I try my best not to put expectations on my children. They have kids of their own, very busy lives, many responsibilities, and they don’t need unspoken pressure from me. I don’t try to force a square peg into a round hole. We must give them the freedom to be themselves.
Our adult children will not each face the same degree nor the same intensity of trials, suffering or hardships. Trials, troubles and suffering are never equally distributed. They just aren’t. That’s a fact of life. My wife and I strive to be very attentive and aware of those going through difficulties, hardships and suffering. We strive to serve and help out in any way we possibly can. It’s never that we love one child more than another. It’s just simply a fact of life that some may have greater needs as a result of the trials, troubles and tribulations that come their way, than another child might have. One child may have a greater cross to bear than another. Therefore, the need to serve or give is greater, more urgent and necessary.
My wife and I see ourselves as servants to our adult children. God may call you to serve them in ways you never imagined. Servanthood is our calling. Yes, as we get older we have more limitations. Service comes in various forms. The need to offer encouragement, we strive to give it. The need to offer physical help, we strive to give it. The need to offer financial help, we do whatever we possibly can. I know many sources advise against this. Let me say, I derive my philosophy in this matter from God’s word, not this world. It is more blessed to give than receive. Do good to all men but especially to the household of faith (all my children are not only my kids but my fellow believers). If you see a brother or sister in need and do nothing, how can the love of God live in you? Let us not love in words only but in deeds and in truth. The generous man will prosper. I can tell you this, I would rather help one of my children in need than go on any trip or vacation. I would rather help one of my children and their family in need than drive an expensive car, or spend money on myself. I know what it’s like to have great financial struggles and hardships. Always remember helping your children in these ways is laying up treasures in heaven!

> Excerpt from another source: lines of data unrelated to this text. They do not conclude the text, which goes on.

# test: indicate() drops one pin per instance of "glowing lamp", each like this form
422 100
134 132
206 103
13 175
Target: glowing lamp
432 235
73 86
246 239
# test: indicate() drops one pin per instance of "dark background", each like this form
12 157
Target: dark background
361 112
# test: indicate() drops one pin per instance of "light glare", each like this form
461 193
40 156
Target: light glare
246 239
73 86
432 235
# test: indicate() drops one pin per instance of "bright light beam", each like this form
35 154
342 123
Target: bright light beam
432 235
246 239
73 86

My wife and I pray together every day for our children. The challenge of adulthood, parenting, life, is so much greater, so much harder than being a child. They desperately need our faithful prayers on their behalf. In fact, I pray every single morning for all of my children and their families myself, and then later in the morning I pray with my wife for all of them again. We bring each of their individual needs to God, not just the lazy, cheap, shotgun approach of, “Lord, bless our kids.” They desperately need God’s miraculous help, and His supernatural provisions.
Strive to be understanding as a father, and mother. Do your best to be supportive, and encouraging. Your adult children may face some challenges that you’ve not had to face in the same exact way, or never faced at all. It’s imperative you’re sensitive, compassionate and understanding. Open your eyes, walk in their shoes, and by all means be empathetic, not judgemental, harsh and condemning.

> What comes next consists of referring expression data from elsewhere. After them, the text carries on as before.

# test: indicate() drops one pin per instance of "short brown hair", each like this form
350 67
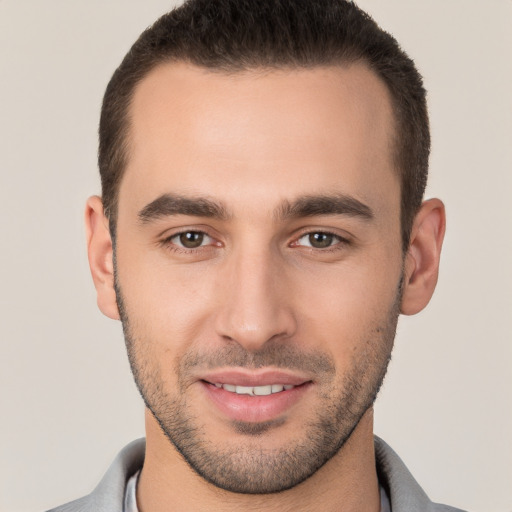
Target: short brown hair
236 35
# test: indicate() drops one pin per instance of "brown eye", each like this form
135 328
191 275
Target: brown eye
190 239
318 240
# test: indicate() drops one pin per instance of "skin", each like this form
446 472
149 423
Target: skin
254 142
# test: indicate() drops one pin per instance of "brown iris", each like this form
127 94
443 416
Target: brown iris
320 240
191 239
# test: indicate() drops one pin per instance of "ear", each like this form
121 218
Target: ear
422 259
100 252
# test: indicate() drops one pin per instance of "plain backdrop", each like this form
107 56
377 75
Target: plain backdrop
67 400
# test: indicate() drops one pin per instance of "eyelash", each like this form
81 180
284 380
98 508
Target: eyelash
340 243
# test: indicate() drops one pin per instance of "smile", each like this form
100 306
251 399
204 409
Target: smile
268 389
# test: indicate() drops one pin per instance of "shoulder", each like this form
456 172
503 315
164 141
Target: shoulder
404 492
109 493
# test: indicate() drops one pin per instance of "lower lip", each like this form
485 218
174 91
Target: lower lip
254 409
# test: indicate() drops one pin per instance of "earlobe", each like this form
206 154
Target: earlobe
422 259
100 253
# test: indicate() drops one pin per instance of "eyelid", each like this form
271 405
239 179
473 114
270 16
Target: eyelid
342 238
166 238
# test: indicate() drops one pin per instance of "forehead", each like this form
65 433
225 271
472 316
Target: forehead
260 134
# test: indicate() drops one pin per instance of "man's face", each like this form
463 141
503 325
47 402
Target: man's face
258 264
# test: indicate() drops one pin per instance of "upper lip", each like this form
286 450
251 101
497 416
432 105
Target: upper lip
242 377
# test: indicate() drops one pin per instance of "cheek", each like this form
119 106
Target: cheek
345 308
168 306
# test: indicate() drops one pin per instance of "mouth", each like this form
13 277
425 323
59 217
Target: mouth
265 390
255 397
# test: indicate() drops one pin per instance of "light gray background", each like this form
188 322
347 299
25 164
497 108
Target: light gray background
67 401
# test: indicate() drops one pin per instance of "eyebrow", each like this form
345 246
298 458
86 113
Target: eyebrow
305 206
336 204
169 204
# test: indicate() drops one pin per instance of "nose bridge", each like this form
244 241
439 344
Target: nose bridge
254 309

I try to give my children the benefit of all the wisdom I’ve gained over the last 50 years, and the benefits of my life’s experiences. Some, they’ll find useful, at other times not so much.
Not a day goes by that I don’t think of how good, faithful, generous, kind, full of grace and compassionate my own Heavenly Father has been to me. Everything I have, He gave to me. I strive most of all to be like Him towards my own children, in the same way He has treated me, His child.